[asterisk-users] Dial to FastAGI application appears as 1-second CDR - how do I fix?
Alex Villacís Lasso
a_villacis at palosanto.com
Tue May 29 11:06:26 CDT 2018
El 29/05/18 a las 05:24, Tony Mountifield escribió:
> In article <3a005ff6-19a4-215b-4751-bee616ec74e6 at palosanto.com>,
> Alex VillacÃÂs Lasso <a_villacis at palosanto.com> wrote:
>> In my application, I am using AMI to run an Originate command between a channel and a dialplan application (NOT a
>> context). In my case, the application I want to invoke is FastAGI. The Originate AMI command works correctly, but
>> Asterisk generates a very
>> short (0-1s) duration for the CDR that results from this call, regardless of the time spent running the FastAGI
>> application. I want the CDR duration to reflect the time spent in the entirety of the call, as is normal for ordinary
>> calls. What should I do? I
>> am running Asterisk 11.25.3 .
> Are you using Local channels as the target channel?

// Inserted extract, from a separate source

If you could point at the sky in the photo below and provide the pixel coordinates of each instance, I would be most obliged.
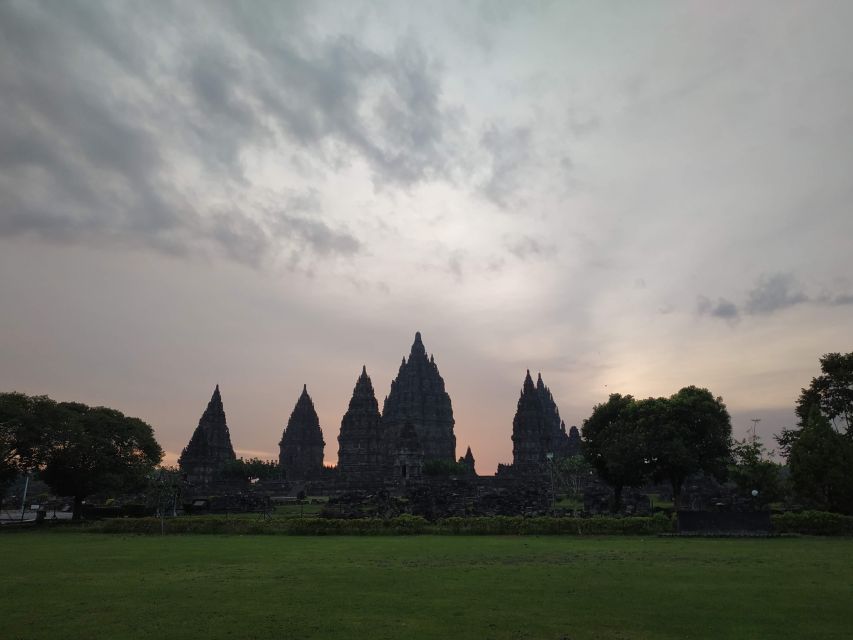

Yes, this is the standard way my application works.
>
> I found what I believe is an issue with CDR handling when masquerading Local channels, when I ported
> one of my old applications from Asterisk 1.2.32 to 11.25.3. It was recording an incorrect CDR
> for the setup part of the call, and none for the answered part. In 1.2.32 I was getting two CDRs,
> one for the setup part and another for the answered part.
>
> I eventually tracked it down to ast_do_masquerade() in channel.c, and made the following change,
> which corrected the CDR behaviour back to the same as what Asterisk 1.2 had done:
>
> $ diff -u --show-c-function channel.c.orig channel.c
> --- channel.c.orig 2017-09-19 17:03:38.000000000 +0100
> +++ channel.c 2018-05-29 11:13:41.000000000 +0100
> @@ -6864,7 +6864,9 @@ int ast_do_masquerade(struct ast_channel
> } exchange;
> struct ast_channel *clonechan, *chans[2];
> struct ast_channel *bridged;
> +#ifdef I_THINK_THIS_IS_WRONG /* Tony Mountifield, 2018-03-29. Removing this code fixes lost CDRs with masquerade */
> struct ast_cdr *cdr;
> +#endif
> struct ast_datastore *xfer_ds;
> struct xfer_masquerade_ds *xfer_colp;
> struct ast_format rformat;
> @@ -7035,10 +7037,12 @@ int ast_do_masquerade(struct ast_channel
> ast_channel_tech_pvt_set(original, ast_channel_tech_pvt(clonechan));
> ast_channel_tech_pvt_set(clonechan, t_pvt);
>
> +#ifdef I_THINK_THIS_IS_WRONG /* Tony Mountifield, 2018-03-29. Removing this code fixes lost CDRs with masquerade */
> /* Swap the cdrs */
> cdr = ast_channel_cdr(original);
> ast_channel_cdr_set(original, ast_channel_cdr(clonechan));
> ast_channel_cdr_set(clonechan, cdr);
> +#endif
>
> /* Swap the alertpipes */
> ast_channel_internal_alertpipe_swap(original, clonechan);
> $
>
> I didn't research what version this change appeared in, nor whether it has been subsequently fixed in
> later versions of Asterisk. There was no point reporting it in Asterisk 11, as that was out of LTS
> by the time I discovered it.
>
> So you could try making the above changes to channel.c and see if it improves the CDRs for you.
>
> Cheers
> Tony
>
I will try doing this change and recompiling to see what happens.